Evidence for Natural Selection in Nucleotide Content Relationships Based on Complete Mitochondrial Genomes: Strong Effect of Guanine Content on Separation between Terrestrial and Aquatic Vertebrates
Kenji Sorimachi1, 2, *, Teiji Okayasu3
Identifiers and Pagination:Year: 2015
First Page: 1
Last Page: 5
Publisher Id: CCGTM-9-1
Article History:Received Date: 1/12/2014
Revision Received Date: 31/12/2014
Acceptance Date: 10/1/2015
Electronic publication date: 27/2/2015
Collection year: 2015
open-access license: This is an open access article licensed under the terms of the Creative Commons Attribution Non-Commercial License (http://creativecommons.org/licenses/by-nc/3.0/) which permits unrestricted, non-commercial use, distribution and reproduction in any medium, provided the work is properly cited.

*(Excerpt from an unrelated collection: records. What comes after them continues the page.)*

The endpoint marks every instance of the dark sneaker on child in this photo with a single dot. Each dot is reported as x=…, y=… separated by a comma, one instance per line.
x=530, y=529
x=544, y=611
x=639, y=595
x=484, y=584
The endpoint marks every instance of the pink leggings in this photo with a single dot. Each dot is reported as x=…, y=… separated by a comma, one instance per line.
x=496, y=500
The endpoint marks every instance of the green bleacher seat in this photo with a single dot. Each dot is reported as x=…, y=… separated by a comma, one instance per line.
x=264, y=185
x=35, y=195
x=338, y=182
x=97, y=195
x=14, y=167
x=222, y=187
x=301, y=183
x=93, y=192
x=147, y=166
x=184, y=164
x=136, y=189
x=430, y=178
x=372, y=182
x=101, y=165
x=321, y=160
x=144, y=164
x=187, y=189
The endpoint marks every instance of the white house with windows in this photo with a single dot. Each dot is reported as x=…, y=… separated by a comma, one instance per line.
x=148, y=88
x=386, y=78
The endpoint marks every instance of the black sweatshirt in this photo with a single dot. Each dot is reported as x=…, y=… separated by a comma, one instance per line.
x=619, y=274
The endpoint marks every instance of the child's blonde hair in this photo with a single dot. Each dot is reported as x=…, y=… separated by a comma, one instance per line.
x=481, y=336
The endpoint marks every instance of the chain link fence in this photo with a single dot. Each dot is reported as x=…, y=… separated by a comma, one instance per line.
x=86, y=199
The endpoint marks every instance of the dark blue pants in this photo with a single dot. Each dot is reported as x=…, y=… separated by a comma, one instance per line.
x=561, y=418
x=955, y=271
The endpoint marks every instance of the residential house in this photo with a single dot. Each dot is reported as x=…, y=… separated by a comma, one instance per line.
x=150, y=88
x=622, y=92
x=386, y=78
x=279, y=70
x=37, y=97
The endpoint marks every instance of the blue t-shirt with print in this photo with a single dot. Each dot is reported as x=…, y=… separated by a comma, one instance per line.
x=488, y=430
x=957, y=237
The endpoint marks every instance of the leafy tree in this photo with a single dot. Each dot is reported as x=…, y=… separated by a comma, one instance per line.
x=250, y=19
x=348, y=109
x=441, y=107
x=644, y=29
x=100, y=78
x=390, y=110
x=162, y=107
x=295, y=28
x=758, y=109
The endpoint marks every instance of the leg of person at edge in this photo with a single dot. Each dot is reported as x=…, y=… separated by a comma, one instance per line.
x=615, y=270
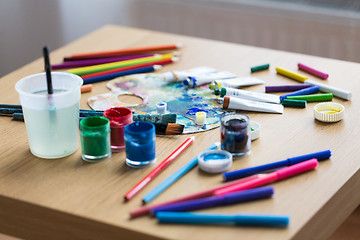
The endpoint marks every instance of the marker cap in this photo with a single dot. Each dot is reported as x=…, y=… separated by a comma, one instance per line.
x=223, y=92
x=329, y=112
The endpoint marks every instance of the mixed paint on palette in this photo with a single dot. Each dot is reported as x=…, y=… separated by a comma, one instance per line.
x=152, y=89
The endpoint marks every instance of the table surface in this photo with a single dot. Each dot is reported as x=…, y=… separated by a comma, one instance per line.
x=68, y=197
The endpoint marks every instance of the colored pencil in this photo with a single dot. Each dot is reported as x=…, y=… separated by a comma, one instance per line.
x=227, y=199
x=174, y=177
x=90, y=62
x=271, y=177
x=223, y=219
x=156, y=171
x=86, y=88
x=116, y=70
x=122, y=73
x=125, y=51
x=232, y=175
x=206, y=193
x=108, y=66
x=290, y=74
x=313, y=71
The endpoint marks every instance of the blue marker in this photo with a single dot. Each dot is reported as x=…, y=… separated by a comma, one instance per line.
x=115, y=75
x=173, y=178
x=271, y=166
x=236, y=219
x=227, y=199
x=305, y=91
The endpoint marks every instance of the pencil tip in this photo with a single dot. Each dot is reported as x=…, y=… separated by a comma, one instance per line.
x=174, y=128
x=179, y=45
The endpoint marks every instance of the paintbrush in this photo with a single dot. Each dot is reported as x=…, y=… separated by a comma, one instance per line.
x=168, y=128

The complete vertebrate mitochondrial genome consists of 13 coding genes. We used this genome to investigate the existence of natural selection in vertebrate evolution. From the complete mitochondrial genomes, we predicted nucleotide contents and then separated these values into coding and non-coding regions. When nucleotide contents of a coding or non-coding region were plotted against the nucleotide content of the complete mitochondrial genomes, we obtained linear regression lines only between homonucleotides and their analogs. On every plot using G or A content purine, G content in aquatic vertebrates was higher than that in terrestrial vertebrates, while A content in aquatic vertebrates was lower than that in terrestrial vertebrates. Based on these relationships, vertebrates were separated into two groups, terrestrial and aquatic. However, using C or T content pyrimidine, clear separation between these two groups was not obtained. The hagfish (Eptatretus burgeri) was further separated from both terrestrial and aquatic vertebrates. Based on these results, nucleotide content relationships predicted from the complete vertebrate mitochondrial genomes reveal the existence of natural selection based on evolutionary separation between terrestrial and aquatic vertebrate groups. In addition, we propose that separation of the two groups might be linked to ammonia detoxification based on high G and low A contents, which encode Glu rich and Lys poor proteins.